A District Court in California recently said that the act of threatening to arrest a person solely for recording police officers is a clear violation of the First Amendment.
The summary judgment was given in Barich v. City of Cotati, where a civilian who often records city officials claimed the chief of police violated his First Amendment rights by threatening to arrest him if he recorded the chief.
The court also said the police chief is not entitled to qualified immunity, which would shield him from liability for the violation of an individual’s federal constitutional rights, as it’s clear that the public has the right to record government officials in public places.
According to Chief Parish’s deposition testimony he was uniformed, armed, and present in his capacity as Chief of Police at a Cotati City Council meeting on April 22, 2014.
After the meeting the chief confronted Barich outside the city council chamber where, in his own words, this happened:
“I told [Barich] that if he were recording me—and thereby lying to me by telling me that he was not—that I would arrest him.”
The chief explained that he “wanted to make sure [he] wasn’t being recorded.”

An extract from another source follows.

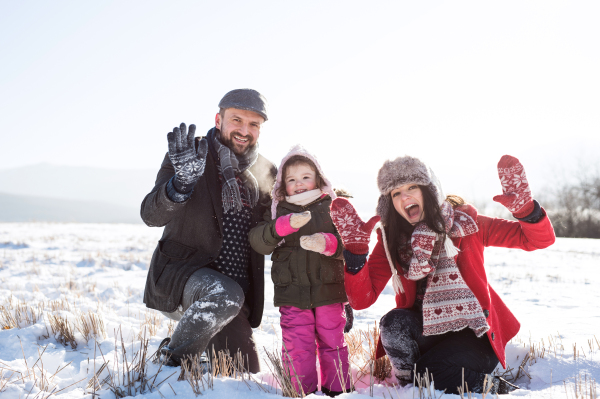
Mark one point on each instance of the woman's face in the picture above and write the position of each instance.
(408, 202)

The court order goes on to state that judging by the ‘undisputed facts’, Chief Parish clearly violated Barich’s First amendment rights:
“To succeed on a First Amendment claim, a plaintiff must prove that a state actor did something that “would chill . . . a person of ordinary firmness from future First Amendment activities,” and that the state actor’s conduct was motivated (at least in part) by a desire to chill the First Amendment activity… Filming a police officer on duty is protected First Amendment activity. And threatening to arrest someone “is enough to chill First Amendment rights.”
The fact that Barich was not recording that specific conversation is irrelevant, sais the court, which also dismissed the defendant’s claim that Barich was not “chilled” by the ordeal.

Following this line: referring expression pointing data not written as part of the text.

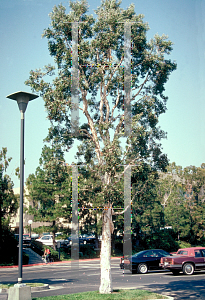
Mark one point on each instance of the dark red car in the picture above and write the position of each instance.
(186, 260)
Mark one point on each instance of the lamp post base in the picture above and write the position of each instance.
(19, 292)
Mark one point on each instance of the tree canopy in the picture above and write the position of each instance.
(112, 89)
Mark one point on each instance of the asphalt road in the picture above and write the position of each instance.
(65, 278)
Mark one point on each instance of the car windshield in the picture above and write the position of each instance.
(182, 252)
(139, 253)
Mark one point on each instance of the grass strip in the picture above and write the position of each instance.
(116, 295)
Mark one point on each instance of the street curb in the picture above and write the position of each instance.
(57, 262)
(33, 289)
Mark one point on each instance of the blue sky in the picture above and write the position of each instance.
(22, 49)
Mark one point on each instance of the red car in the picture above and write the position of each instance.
(186, 260)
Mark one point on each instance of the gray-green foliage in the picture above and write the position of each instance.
(181, 192)
(101, 80)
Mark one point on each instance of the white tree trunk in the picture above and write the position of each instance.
(105, 256)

Although Barich does not seem to have been deeply affected (“chilled”) by the threat of being arrested, and the defendants prove this by pointing out that he continued to record city matters after the confrontation with Chief Parish, but the court maintained that the intent of the action is what counts, “because it would be unjust to allow a defendant to escape liability for a First Amendment violation merely because an unusually determined plaintiff persists in his protected activity”. In other words, the court says that Barich did not have to “demonstrate that his speech was actually inhibited or suppressed” in order to prove that his rights were violated:
“The chilling effect of a defendant’s conduct is measured objectively, not subjectively: all that matters is whether a defendant’s conduct would chill a person of ordinary firmness. No reasonable trier of fact could doubt that a person of ordinary firmness would be deterred by the threat of arrest.”
The court order concluded the Barich’s motion with the following:
“In sum, at the time of Chief Parish’s conduct, Barich had a clearly established First Amendment right to record a police officer on public property. Nevertheless, Chief Parish told Barich that, if he exercised his First Amendment right, he would be arrested. Chief Parish made this threat to deter Barich from recording him, and a reasonable person of ordinary firmness would in fact be deterred by this threat of arrest. For these reasons, Barich is entitled to summary judgment against Chief Parish on this claim. And because Chief Parish is a policymaker for the City of Cotati for these purposes, Barich is also entitled to summary judgment against the City.”
It seems there has been a dramatic rise in recent years in cases where law enforcement officers bend the laws or straight out ignore them. Hopefully the court’s ruling will serve as a reminder (to rogue officers) that police is meant to ‘protect and serve’ the community, rather than use its power to enforce what suits its own needs.